Even those who believed him became defensive when Jesus said, “If you hold to my teaching, you are really my disciples. Then you will know the truth, and the truth will set you free” (John 8:31-32, NIV). They objected that they were children of Abraham and had never been slaves. Jesus shot back that yes, technically, they were Abraham’s descendants (they had his DNA) but not his children, because they were wanting to kill him, which Abraham would never have done.
Tellingly, no one responded to Jesus’ accusation that they were trying to kill him. Instead, they took offense at the claim that they weren’t really Abraham’s children and doubled down. They insisted that Abraham was their father, and shortly thereafter added, “The only Father we have is God himself” (vs. 41). No, Jesus replies, you don’t belong to God. You belong to your father the devil, who is both a murderer and a liar.
That certainly stirred things up. Back and forth the argument went, until Jesus said, “Before Abraham was, I am” — which his listeners rightly heard as a claim to divinity. They picked up stones to execute him for blasphemy on the spot, but Jesus slipped away.
An isolated incident? Hardly. John 10 tells of Jesus’ return to the Jerusalem temple, this time for the festival known as Hanukkah. Some of the Jews surrounded him and demanded to know if he was the Messiah. Was it an honest question? Did they really want to know? Perhaps. But Jesus responded that he had already told them — they just didn’t want to listen. Having claimed earlier to be the Good Shepherd, Jesus essentially told them, You don’t believe and you don’t listen because you’re not my sheep.
Again, he claimed God as his Father, saying that the works he had already done in his Father’s name should be testimony enough to the truth.

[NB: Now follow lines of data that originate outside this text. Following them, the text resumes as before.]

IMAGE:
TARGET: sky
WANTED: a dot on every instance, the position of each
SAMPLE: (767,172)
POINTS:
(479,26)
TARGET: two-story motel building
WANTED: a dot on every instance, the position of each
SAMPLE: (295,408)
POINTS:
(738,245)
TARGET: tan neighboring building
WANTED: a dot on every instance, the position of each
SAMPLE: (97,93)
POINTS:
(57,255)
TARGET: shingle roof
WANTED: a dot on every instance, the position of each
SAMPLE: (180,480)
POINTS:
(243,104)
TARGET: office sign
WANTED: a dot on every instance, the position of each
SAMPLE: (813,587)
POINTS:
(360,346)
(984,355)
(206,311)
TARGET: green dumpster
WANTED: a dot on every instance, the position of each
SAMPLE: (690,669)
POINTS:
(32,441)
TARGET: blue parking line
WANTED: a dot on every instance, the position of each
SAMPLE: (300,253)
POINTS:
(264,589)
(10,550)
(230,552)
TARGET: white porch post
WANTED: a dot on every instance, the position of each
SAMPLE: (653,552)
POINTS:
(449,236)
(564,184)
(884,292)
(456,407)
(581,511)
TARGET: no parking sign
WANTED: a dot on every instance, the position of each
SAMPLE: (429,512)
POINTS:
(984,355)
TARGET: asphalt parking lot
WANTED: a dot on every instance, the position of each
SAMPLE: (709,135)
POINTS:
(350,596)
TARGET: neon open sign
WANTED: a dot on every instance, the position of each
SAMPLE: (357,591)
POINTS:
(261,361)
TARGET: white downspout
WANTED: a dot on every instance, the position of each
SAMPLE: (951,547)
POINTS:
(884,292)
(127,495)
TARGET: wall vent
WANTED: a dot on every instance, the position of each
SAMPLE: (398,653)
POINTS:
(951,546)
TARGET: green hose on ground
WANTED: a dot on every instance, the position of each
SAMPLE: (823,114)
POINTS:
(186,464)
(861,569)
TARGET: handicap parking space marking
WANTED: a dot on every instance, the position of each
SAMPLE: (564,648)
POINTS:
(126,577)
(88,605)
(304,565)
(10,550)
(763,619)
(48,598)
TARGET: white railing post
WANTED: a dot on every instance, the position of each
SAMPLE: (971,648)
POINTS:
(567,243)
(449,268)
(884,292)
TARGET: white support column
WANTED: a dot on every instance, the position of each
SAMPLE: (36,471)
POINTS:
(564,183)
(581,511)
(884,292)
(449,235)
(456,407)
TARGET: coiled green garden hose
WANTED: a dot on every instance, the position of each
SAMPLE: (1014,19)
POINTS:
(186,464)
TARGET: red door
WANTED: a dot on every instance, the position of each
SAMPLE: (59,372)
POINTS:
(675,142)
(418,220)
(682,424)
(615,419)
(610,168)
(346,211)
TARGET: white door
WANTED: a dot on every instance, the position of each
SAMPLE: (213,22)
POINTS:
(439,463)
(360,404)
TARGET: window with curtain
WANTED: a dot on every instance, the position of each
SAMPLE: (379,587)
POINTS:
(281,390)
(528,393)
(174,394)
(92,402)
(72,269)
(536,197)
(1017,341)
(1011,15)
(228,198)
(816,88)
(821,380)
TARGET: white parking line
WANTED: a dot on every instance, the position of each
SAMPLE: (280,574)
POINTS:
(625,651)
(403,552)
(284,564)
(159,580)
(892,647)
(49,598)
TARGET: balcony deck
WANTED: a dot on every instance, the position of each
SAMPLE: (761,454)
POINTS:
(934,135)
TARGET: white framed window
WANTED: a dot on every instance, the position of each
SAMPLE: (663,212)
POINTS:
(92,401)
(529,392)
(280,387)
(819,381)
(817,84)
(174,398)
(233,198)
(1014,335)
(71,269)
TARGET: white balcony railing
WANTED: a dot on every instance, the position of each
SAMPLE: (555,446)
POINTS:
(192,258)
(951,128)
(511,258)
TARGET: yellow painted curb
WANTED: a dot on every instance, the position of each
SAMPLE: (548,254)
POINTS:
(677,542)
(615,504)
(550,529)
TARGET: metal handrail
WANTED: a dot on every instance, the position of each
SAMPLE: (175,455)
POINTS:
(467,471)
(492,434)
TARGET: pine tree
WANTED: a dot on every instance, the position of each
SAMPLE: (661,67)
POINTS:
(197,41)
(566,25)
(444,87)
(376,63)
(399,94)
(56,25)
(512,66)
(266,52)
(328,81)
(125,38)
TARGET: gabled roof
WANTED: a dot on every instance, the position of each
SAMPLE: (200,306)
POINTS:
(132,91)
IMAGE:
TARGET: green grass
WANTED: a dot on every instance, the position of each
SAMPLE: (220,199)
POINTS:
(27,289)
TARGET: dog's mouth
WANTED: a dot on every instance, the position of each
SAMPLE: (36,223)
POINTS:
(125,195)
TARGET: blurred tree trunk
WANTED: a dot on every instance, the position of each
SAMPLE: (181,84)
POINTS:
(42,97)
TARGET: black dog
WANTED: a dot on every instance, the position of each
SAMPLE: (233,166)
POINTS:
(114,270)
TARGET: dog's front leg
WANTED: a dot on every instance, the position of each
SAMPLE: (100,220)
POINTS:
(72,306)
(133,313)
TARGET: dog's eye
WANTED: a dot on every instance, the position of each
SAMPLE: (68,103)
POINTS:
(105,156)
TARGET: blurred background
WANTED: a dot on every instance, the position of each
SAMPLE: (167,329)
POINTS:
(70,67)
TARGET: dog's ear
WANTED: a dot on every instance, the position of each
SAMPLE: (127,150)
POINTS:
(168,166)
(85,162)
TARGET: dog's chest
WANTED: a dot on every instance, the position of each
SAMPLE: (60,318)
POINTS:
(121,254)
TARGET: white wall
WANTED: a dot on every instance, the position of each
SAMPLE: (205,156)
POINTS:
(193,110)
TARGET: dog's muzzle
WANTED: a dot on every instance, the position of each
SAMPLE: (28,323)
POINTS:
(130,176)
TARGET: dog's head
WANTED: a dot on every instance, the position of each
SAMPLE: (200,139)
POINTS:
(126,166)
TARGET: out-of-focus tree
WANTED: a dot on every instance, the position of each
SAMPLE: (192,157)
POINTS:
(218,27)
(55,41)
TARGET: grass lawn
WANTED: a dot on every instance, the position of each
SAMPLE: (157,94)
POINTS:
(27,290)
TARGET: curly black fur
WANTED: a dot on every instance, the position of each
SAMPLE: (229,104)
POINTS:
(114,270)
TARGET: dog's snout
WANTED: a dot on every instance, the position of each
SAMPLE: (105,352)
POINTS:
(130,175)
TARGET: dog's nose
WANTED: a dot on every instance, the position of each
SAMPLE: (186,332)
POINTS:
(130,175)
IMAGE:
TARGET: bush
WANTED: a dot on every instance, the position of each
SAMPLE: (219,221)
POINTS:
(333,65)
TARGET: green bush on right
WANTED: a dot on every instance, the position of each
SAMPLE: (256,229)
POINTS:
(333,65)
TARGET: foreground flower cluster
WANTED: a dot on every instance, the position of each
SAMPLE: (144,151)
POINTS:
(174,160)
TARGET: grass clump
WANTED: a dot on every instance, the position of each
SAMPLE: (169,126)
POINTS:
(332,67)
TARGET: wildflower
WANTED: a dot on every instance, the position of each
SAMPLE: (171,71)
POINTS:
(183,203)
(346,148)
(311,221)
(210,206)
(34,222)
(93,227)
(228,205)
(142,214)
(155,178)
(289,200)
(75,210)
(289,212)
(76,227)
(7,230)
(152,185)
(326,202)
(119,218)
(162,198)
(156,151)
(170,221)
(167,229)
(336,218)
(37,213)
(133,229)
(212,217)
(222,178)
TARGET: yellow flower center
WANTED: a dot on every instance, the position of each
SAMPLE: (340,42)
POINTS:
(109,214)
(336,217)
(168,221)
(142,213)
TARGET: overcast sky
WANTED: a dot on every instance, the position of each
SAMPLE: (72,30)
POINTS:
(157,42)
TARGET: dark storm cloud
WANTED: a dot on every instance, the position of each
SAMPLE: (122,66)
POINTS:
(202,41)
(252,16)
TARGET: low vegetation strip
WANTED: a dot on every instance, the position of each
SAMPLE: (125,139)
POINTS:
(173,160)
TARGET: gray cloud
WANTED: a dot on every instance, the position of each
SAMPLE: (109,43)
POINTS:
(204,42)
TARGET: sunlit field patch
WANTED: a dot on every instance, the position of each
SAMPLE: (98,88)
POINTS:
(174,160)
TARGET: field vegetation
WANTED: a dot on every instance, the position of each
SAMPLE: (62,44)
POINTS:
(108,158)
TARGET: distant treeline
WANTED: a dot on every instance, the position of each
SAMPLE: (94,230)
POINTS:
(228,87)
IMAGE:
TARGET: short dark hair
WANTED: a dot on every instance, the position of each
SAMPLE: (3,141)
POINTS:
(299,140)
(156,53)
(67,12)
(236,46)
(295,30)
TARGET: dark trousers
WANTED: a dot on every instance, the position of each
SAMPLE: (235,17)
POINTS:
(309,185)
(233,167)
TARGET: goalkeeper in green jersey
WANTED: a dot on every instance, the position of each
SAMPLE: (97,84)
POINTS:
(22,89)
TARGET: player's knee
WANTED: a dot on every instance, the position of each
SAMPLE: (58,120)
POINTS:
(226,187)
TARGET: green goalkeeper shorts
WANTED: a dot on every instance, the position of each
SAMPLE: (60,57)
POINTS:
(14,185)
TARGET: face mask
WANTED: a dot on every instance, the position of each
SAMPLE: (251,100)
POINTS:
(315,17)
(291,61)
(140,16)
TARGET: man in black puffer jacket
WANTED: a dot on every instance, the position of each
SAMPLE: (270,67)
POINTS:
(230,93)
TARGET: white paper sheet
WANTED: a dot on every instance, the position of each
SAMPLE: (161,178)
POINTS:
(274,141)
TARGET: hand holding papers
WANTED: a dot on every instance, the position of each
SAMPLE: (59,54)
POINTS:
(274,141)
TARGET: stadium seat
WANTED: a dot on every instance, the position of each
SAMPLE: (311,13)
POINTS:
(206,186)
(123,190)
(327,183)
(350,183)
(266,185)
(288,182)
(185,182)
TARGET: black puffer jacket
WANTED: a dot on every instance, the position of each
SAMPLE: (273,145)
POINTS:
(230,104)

And then, he dropped another rhetorical bombshell: “I and the Father are one” (vs. 30). Again they tried to stone him for blasphemy. Jesus replied:
Why then do you accuse me of blasphemy because I said, “I am God’s Son”? Do not believe me unless I do the works of my Father. But if I do them, even though you do not believe me, believe the works, that you may know and understand that the Father is in me, and I in the Father. (vss. 36-38)
They tried to seize him, but he slipped away once more.
AS WE CONTINUE to study the Sermon on the Mount during this Lenten season, as we ponder what it means to pray to our Heavenly Father, we should remember that Jesus’ claims to be God’s Son were controversial. He always obeyed his Father out of love, but he wasn’t always loved by others for it. When we call God our Father, we seek to live in a way that shines his light and shows his character. There’s no greater compliment than to have someone say, “You look just like your Father.”
But it’s not always the way to make friends. To the extent that we can remember that we are following in the footsteps of Jesus, we’ll be that much more ready for Easter.